By Larry Wiwi, FC resident
One the most interesting personal learnings for me as a political junkie over the last decade or so is the discovery that so many voters seem to need to personally like the person they vote for, and since he announced his candidacy in 2015, Donald Trump has made this obvious to all. Trump was not in my personal top three when the 2016 primaries began, and his personality and tactics often rubbed me wrong. In fact I was still lukewarm on him in the 2016 election, but by then the choice was obvious and I was happy to give him my vote.
If you ignore the invented, impeachment related reporting and focus on everything else levied as criticism of Trump, you find much of it, perhaps even most of it is criticizing his style, his personality. You see this especially among the never-Trumper Republicans – the hapless Mitt Romney who has become a Democrat and doesn’t know it yet and the same can be said for John Kasich who has allowed his personal hatred for Donald Trump to cloud what was once a sound conservative mind.

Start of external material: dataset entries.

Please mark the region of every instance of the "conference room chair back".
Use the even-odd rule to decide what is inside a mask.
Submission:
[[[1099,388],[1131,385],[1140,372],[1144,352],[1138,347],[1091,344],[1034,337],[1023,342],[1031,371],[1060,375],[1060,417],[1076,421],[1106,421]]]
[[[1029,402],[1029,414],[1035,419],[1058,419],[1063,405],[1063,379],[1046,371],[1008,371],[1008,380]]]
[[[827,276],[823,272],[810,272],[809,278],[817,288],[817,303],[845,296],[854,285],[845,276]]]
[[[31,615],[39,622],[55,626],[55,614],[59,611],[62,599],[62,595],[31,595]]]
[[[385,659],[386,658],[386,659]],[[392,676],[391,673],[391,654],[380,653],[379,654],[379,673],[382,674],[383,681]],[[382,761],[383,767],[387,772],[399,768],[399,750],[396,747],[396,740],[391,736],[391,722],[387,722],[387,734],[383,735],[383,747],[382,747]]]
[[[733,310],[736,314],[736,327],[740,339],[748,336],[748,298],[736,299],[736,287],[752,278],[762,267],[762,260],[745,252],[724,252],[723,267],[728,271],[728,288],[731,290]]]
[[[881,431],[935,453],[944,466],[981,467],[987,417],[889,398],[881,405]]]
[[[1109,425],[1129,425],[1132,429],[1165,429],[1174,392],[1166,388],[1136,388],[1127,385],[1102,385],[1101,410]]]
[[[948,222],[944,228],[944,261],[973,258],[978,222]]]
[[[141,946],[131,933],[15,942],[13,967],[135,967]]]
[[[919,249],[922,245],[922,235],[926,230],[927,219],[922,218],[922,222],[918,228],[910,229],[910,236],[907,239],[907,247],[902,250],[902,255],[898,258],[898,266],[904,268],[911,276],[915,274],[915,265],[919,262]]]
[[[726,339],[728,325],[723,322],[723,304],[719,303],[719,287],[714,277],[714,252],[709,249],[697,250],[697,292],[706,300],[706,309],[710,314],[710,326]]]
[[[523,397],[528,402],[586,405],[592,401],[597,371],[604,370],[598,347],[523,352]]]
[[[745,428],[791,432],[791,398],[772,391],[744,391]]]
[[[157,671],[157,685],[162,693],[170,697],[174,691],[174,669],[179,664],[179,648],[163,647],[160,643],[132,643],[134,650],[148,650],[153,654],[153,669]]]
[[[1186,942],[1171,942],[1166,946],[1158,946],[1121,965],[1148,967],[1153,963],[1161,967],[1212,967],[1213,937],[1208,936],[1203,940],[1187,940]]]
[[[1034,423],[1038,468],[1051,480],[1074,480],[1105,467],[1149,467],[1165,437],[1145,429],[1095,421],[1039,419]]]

The never-Trumper who personally breaks my heart the most is George Will who was once a conservative stalwart who taught me much of conservative thought over decades of reading his columns, each bursting with principle-based analysis. Unfortunately, like Kasich, George allowed his personal dislike of Trump’s demeanor to poison his mind – hate will do that to you.
The editors at National Review, themselves a version of never-Trumpers have developed a fine art of grudgingly giving Trump credit for achieving things they have wanted for decades, but always being sure to take a swipe at him personally.
The nation and by extension the world would be far better off if voters based their decision on the principles, policies and results track record of candidates and forget the rest as long as the rest still falls within the wide guardrails of acceptable behavior. For those of you old enough to remember Nixon, you will recall that he was a man easy to dislike, but despite his missteps relative to Watergate, he was the world class gold standard in foreign policy exactly when we needed him at the height of the Cold War.
Similarly, Trump has proven to be exactly the disruptive leadership style needed to break up the old Washington business-as-usual swamp that had been doing so much damage to Americans for so long.
Forget the personality, vote the principles, policy and results.